Я был в отчаянии и, в довершение несчастий, почувствовал себя столь дурно, что лег в постель и, словно оглушенный, погрузился в сон, похожий скорее на обморок. Одиннадцать часов пробыл я в тяжком забытьи, и мой угнетенный дух отказывался принимать дневной свет - я смежал веки, призывая спасительного Морфея. Пробуждение страшило меня, ведь так или иначе надобно было на что-то решаться. Мысль о возвращении в Венецию даже не приходила мне в голову, и я скорее наложил бы на себя руки, чем признался во всем моему другу. Сама жизнь тяготила меня, и я смутно надеялся, что, может быть, умру от истощения, не поднимаясь с постели.

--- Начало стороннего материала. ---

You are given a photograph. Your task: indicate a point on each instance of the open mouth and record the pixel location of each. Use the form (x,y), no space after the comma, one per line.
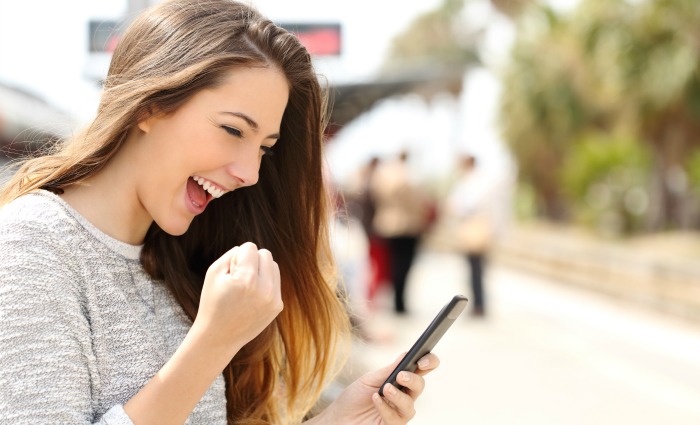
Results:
(201,191)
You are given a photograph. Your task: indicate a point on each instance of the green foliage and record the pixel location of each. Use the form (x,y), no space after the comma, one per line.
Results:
(693,167)
(610,67)
(436,38)
(606,178)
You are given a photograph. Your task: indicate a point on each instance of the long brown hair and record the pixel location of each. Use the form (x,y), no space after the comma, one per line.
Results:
(167,55)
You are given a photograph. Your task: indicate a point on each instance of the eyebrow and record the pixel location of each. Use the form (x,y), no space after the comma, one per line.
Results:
(251,122)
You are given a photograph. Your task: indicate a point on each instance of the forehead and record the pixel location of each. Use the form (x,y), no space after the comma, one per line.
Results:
(261,92)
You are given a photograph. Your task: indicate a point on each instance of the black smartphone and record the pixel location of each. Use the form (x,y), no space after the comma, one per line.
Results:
(426,342)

И на самом деле, я не встал бы по собственной воле, если бы добряк Альбано, шкипер тартаны, явившийся предупредить об отплытии, не поставил меня на ноги, употребив к тому силу.
Смертный, избавившийся от нерешительности, каким бы способом это ни произошло, непременно испытывает облегчение. Мне показалось, что Альбано явился подать единственный в моем положении совет. Я поспешно оделся, завязал все свое имущество в платок и бегом отправился на тартану. Через час подняли якорь, а уже утром судно вошло в небольшой истрийский порт Орсару. Все сошли на берег, чтобы осмотреть город, не заслуживающий, впрочем, такого наименования.
Молодой францисканец, которого все называли братом Стефано, а шкипер - почитатель святого Франциска - взял из милости, подошел ко мне и спросил, не болен ли я.
- Отец мой, мне тяжко.
- Пойдемте со мной завтракать к одной из наших благочестивых женщин, и вам станет легче.
Вот уже тридцать шесть часов, как в мой желудок не попадало ни крошки, и к тому же за ночь его порядочно очистило бурное море. В довершение я безмерно страдал от своего любовного недуга, не говоря уже о том угнетенном состоянии, в котором пребывал мой дух. Да оно и не мудрено - ведь у меня не было ни обола! Я чувствовал себя настолько подавленным, что даже не имел сил желать чего-нибудь, и потому последовал за францисканцем совершенно машинально.